Ultra-Low-Power Equalization and Crosstalk Cancellation

The increasing demand for high bandwidth interconnection between integrated circuits requires large numbers of I/Os per chip as well as high data rates per I/O. Key limitations in meeting these requirements include channel characteristics and I/O power consumption. Using receiver and transmitter equalization can greatly improve the link performance.

PTAT Temperature Sensor for Micro-Ring Resonator Stabilization

As the resonance wavelength of micro-ring modulators is susceptible to temperature fluctuations, they require thermal tuning. The power consumed by wavelength stabilization circuitry is often higher than the transmitter itself. In this project a monolithic PTAT temperature sensor is proposed for low-power thermal stabilization of micro-ring resonator modulators through direct measurement of temperature.

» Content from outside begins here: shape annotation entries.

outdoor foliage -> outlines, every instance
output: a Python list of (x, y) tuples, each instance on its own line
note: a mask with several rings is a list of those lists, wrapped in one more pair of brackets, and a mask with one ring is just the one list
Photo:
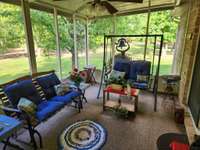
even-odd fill
[[(0, 53), (9, 48), (24, 46), (24, 27), (21, 8), (0, 4)], [(35, 45), (42, 48), (45, 55), (56, 49), (53, 14), (31, 10), (31, 20)], [(118, 34), (145, 34), (147, 14), (117, 17)], [(73, 53), (73, 21), (59, 16), (61, 48)], [(85, 22), (77, 20), (78, 50), (83, 49)], [(151, 14), (150, 33), (164, 34), (166, 42), (175, 40), (177, 23), (171, 17), (171, 11)], [(103, 43), (103, 35), (112, 33), (112, 18), (91, 21), (89, 24), (90, 48), (95, 49)]]

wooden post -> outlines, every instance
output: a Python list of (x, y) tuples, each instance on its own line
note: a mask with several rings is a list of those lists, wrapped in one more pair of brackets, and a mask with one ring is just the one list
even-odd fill
[(88, 19), (86, 20), (85, 25), (85, 64), (89, 64), (89, 56), (88, 56), (88, 50), (89, 50), (89, 34), (88, 34)]
[[(116, 15), (113, 15), (112, 17), (112, 26), (113, 26), (113, 30), (112, 30), (112, 35), (116, 34)], [(111, 38), (111, 43), (112, 43), (112, 56), (115, 55), (115, 38)]]
[(76, 35), (76, 16), (73, 15), (73, 31), (74, 31), (74, 55), (75, 55), (75, 67), (78, 66), (78, 51), (77, 51), (77, 35)]
[[(148, 10), (148, 16), (147, 16), (147, 27), (146, 27), (146, 35), (149, 34), (149, 23), (150, 23), (150, 16), (151, 16), (151, 0), (149, 0), (149, 10)], [(148, 45), (148, 36), (145, 38), (145, 48), (144, 48), (144, 60), (146, 60), (146, 54), (147, 54), (147, 45)]]
[[(30, 7), (29, 2), (26, 0), (21, 0), (22, 14), (24, 20), (25, 36), (26, 36), (26, 48), (29, 58), (29, 66), (31, 74), (37, 72), (37, 63), (35, 57), (35, 47), (33, 40), (33, 31), (30, 17)], [(20, 65), (20, 64), (19, 64)]]
[(57, 9), (54, 8), (54, 28), (56, 34), (56, 57), (57, 57), (57, 67), (60, 79), (62, 79), (62, 62), (61, 62), (61, 49), (60, 49), (60, 34), (58, 27), (58, 14)]

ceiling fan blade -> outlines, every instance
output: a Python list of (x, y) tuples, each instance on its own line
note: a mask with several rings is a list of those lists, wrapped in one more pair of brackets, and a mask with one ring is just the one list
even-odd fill
[(110, 2), (143, 3), (143, 0), (108, 0)]
[(101, 5), (106, 7), (108, 12), (111, 13), (111, 14), (115, 14), (116, 12), (118, 12), (118, 10), (114, 6), (112, 6), (110, 3), (108, 3), (107, 1), (102, 1)]

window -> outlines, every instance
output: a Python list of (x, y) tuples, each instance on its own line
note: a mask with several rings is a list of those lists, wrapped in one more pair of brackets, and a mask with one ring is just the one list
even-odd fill
[(0, 3), (0, 84), (30, 73), (21, 8)]
[(56, 70), (57, 72), (53, 14), (31, 10), (31, 21), (38, 72), (49, 70)]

Differential Ring Modulator

In design of Micro-ring modulators it is desirable to have high-Q rings since for a given extinction ratio a higher Q results in better energy efficiency. However, there is a trade-off between the Q of the ring resonator modulator and its optical bandwidth. In this project we propose a new structure is proposed that breaks the optical bandwidth/quality factor trade-off known to limit the speed of high-Q micro-ring modulators. This structure, called the “differential ring modulator”, maintains a constant energy in the ring to avoid pattern-dependent power droop.